Oleg A Sineshchekov; Jun Sasaki; Brian J Phillips; John L Spudich

doi:10.1073/pnas.0807486105

. 2008 Oct 13;105(42):16159–16164. doi: 10.1073/pnas.0807486105

A Schiff base connectivity switch in sensory rhodopsin signaling

Oleg A Sineshchekov ^a,^b, Jun Sasaki ^a, Brian J Phillips ^a, John L Spudich ^a,¹

PMCID: PMC2571000 PMID: 18852467

Abstract

Sensory rhodopsin I (SRI) in Halobacterium salinarum acts as a receptor for single-quantum attractant and two-quantum repellent phototaxis, transmitting light stimuli via its bound transducer HtrI. Signal-inverting mutations in the SRI–HtrI complex reverse the single-quantum response from attractant to repellent. Fast intramolecular charge movements reported here reveal that the unphotolyzed SRI–HtrI complex exists in two conformational states, which differ by their connection of the retinylidene Schiff base in the SRI photoactive site to inner or outer half-channels. In single-quantum photochemical reactions, the conformer with the Schiff base connected to the cytoplasmic (CP) half-channel generates an attractant signal, whereas the conformer with the Schiff base connected to the extracellular (EC) half-channel generates a repellent signal. In the wild-type complex the conformer equilibrium is poised strongly in favor of that with CP-accessible Schiff base. Signal-inverting mutations shift the equilibrium in favor of the EC-accessible Schiff base form, and suppressor mutations shift the equilibrium back toward the CP-accessible Schiff base form, restoring the wild-type phenotype. Our data show that the sign of the behavioral response directly correlates with the state of the connectivity switch, not with the direction of proton movements or changes in acceptor pK_a. These findings identify a shared fundamental process in the mechanisms of transport and signaling by the rhodopsin family. Furthermore, the effects of mutations in the HtrI subunit of the complex on SRI Schiff base connectivity indicate that the two proteins are tightly coupled to form a single unit that undergoes a concerted conformational transition.

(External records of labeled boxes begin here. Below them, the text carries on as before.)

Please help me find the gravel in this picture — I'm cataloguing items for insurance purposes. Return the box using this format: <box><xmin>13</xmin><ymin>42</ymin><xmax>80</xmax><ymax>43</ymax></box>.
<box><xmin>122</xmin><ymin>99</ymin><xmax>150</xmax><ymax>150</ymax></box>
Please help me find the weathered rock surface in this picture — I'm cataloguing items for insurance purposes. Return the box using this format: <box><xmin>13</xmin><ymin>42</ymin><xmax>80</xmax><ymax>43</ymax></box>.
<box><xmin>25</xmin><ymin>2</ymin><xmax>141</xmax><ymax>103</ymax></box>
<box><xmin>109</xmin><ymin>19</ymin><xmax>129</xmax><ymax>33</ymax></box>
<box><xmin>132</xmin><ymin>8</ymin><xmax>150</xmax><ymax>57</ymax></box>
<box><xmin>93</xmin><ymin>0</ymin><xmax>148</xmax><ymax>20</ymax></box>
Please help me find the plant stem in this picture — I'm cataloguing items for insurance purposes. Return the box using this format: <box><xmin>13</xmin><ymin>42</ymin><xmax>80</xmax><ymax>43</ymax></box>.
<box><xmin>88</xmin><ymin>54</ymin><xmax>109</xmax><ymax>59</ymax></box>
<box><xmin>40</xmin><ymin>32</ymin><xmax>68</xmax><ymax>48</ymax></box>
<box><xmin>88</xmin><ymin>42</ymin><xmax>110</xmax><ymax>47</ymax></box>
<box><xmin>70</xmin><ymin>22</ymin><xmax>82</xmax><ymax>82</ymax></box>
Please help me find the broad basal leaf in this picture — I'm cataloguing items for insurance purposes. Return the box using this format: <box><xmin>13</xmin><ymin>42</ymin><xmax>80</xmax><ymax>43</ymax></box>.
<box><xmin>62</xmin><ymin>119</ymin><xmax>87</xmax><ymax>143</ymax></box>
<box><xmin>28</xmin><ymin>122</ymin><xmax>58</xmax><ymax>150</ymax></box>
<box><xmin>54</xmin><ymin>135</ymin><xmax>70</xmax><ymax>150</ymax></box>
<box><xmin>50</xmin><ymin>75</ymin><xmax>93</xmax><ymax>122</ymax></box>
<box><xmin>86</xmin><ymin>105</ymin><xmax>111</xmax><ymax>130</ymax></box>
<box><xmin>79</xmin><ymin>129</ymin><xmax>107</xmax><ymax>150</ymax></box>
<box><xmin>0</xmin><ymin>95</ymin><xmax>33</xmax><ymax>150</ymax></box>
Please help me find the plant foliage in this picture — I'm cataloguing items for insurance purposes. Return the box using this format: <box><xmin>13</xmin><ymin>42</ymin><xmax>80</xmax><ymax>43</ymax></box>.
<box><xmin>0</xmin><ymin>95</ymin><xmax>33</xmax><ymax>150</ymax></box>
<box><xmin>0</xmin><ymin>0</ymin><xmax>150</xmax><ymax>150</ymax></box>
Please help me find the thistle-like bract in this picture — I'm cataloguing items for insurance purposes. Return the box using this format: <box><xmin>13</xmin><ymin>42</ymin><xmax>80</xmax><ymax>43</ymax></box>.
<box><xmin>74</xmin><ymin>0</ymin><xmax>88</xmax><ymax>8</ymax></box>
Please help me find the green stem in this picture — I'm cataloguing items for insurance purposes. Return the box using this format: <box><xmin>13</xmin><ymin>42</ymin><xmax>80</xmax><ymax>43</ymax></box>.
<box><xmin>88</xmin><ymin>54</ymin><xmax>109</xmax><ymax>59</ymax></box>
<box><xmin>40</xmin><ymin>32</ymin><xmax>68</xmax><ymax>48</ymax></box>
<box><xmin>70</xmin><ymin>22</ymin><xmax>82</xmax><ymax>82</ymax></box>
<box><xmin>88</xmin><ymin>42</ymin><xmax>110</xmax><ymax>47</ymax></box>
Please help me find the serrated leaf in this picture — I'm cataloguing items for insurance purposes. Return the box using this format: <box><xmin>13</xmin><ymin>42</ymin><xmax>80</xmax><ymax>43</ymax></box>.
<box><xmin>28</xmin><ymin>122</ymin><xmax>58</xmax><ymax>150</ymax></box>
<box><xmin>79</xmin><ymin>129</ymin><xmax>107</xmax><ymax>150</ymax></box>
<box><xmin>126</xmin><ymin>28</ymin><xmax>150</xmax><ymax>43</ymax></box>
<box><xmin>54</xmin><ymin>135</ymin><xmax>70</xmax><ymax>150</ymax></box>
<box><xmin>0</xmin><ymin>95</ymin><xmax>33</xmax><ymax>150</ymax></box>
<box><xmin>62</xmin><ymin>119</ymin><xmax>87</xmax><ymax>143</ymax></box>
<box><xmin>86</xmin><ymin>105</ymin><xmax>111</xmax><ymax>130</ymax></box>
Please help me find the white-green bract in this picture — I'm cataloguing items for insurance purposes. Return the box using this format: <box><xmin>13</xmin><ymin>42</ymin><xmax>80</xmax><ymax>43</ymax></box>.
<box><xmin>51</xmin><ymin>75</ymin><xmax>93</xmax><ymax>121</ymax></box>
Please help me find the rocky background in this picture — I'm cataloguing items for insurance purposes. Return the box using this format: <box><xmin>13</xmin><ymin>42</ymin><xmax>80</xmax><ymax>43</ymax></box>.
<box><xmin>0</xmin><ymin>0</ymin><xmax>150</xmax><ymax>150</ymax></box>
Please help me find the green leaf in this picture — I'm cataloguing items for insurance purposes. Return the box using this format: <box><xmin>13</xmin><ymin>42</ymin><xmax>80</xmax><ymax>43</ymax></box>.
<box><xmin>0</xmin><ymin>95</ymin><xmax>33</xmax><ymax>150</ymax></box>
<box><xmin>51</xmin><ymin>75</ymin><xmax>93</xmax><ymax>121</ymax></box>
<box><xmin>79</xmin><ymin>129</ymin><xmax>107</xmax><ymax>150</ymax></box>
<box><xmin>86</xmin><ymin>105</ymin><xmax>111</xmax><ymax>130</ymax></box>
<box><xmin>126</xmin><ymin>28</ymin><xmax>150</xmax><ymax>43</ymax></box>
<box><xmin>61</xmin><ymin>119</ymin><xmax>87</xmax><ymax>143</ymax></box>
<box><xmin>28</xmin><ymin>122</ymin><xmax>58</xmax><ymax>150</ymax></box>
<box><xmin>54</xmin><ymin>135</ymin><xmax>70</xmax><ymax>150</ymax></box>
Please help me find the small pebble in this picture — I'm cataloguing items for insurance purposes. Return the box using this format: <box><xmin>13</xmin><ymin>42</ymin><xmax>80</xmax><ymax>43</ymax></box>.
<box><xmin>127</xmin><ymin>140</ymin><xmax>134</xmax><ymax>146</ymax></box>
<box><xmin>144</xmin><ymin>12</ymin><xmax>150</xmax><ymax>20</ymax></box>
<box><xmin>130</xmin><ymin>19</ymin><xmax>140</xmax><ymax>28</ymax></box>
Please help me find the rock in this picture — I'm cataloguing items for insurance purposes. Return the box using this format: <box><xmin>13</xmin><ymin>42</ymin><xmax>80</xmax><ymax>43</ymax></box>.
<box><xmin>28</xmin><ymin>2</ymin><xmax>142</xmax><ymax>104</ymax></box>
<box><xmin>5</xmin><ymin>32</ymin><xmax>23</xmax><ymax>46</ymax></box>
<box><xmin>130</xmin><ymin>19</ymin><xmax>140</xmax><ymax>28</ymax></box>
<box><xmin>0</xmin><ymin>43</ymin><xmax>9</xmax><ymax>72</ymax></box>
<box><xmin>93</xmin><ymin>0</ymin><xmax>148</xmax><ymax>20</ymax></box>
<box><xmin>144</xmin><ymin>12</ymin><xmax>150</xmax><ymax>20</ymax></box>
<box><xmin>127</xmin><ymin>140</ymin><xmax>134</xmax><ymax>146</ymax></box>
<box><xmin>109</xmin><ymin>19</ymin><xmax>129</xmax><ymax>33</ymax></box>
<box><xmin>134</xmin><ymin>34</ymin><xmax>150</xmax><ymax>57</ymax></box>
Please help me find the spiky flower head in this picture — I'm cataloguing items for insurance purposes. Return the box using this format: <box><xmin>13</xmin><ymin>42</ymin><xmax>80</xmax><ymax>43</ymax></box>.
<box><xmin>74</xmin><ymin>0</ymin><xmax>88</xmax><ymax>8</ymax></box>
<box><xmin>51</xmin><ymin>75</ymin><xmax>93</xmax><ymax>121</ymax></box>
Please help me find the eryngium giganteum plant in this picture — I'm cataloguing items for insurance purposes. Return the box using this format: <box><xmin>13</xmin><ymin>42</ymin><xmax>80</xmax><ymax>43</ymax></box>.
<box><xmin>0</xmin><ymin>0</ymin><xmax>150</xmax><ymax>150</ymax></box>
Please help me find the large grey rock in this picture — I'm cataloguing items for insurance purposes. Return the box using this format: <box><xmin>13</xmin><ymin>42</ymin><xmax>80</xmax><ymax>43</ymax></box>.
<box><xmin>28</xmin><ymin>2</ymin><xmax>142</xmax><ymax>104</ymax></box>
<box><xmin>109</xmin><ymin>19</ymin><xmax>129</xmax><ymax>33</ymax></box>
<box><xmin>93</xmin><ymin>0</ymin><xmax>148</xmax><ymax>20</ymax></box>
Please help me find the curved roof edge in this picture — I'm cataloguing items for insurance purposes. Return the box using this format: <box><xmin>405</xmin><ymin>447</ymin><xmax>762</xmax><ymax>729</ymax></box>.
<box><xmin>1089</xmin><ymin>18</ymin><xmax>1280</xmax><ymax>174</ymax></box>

Keywords: intramolecular charge movements, phototaxis, proton transport, receptor activation, receptor–transducer signal relay

Genomic and metagenomic studies have revealed >4,800 members of the rhodopsin family spread throughout the microbial world in both prokaryotic and eukaryotic microorganisms (1–4). From their primary structures, most of the microbial rhodopsins appear to be light-driven proton pumps (2). Phylogenetic analysis argues for multiple independent occurrences of duplication of a proton-pumping rhodopsin gene and its evolutionary modification into a light-sensing receptor that transmits signals to signal transduction machinery already present in the cell (3). This hypothesis is strongly supported by biochemical studies of sensory rhodopsins that reveal a variety of unrelated signal transduction pathways to which they are coupled (5). The best-characterized example of the evolutionary conversion from pump to sensor are the proton-transporter bacteriorhodopsin [BR (6–8)] and the two phototaxis receptors sensory rhodopsins I and II (SRI and SRII) in the archaeon Halobacterium salinarum (5, 9–12). SRI and SRII are photoactive subunits in membrane-embedded signaling complexes containing transducers (HtrI and HtrII, respectively) that are homologous to chemotaxis receptors in the same cell, and the phototaxis transducers transmit signals through the chemotaxis histidine kinase controlling the cell's motility.

Nearly 4 decades of study since the discovery of BR (13) have made light-driven proton transport by BR one of the best-understood functions of any membrane protein in terms of atomic and chemical mechanism (6–8, 14, 15). Two findings have revealed that BR transport and SR signaling mechanisms are closely related. First was the observation that the SRI subunit expressed in cells without HtrI carries out light-driven proton transport, although at a slow rate in comparison with BR (16, 17). In complex with HtrI, however, proton transport activity by SRI is suppressed (18, 19). A similar but weaker residual proton transport activity was later found in transducer-free SRII, similarly blocked by binding of its transducer HtrII (20, 21). Therefore, the essential components of BR transport are present at least to some extent in the isolated SR proteins but may not be present and in any case do not result in transport in their natural states in complex with their transducers.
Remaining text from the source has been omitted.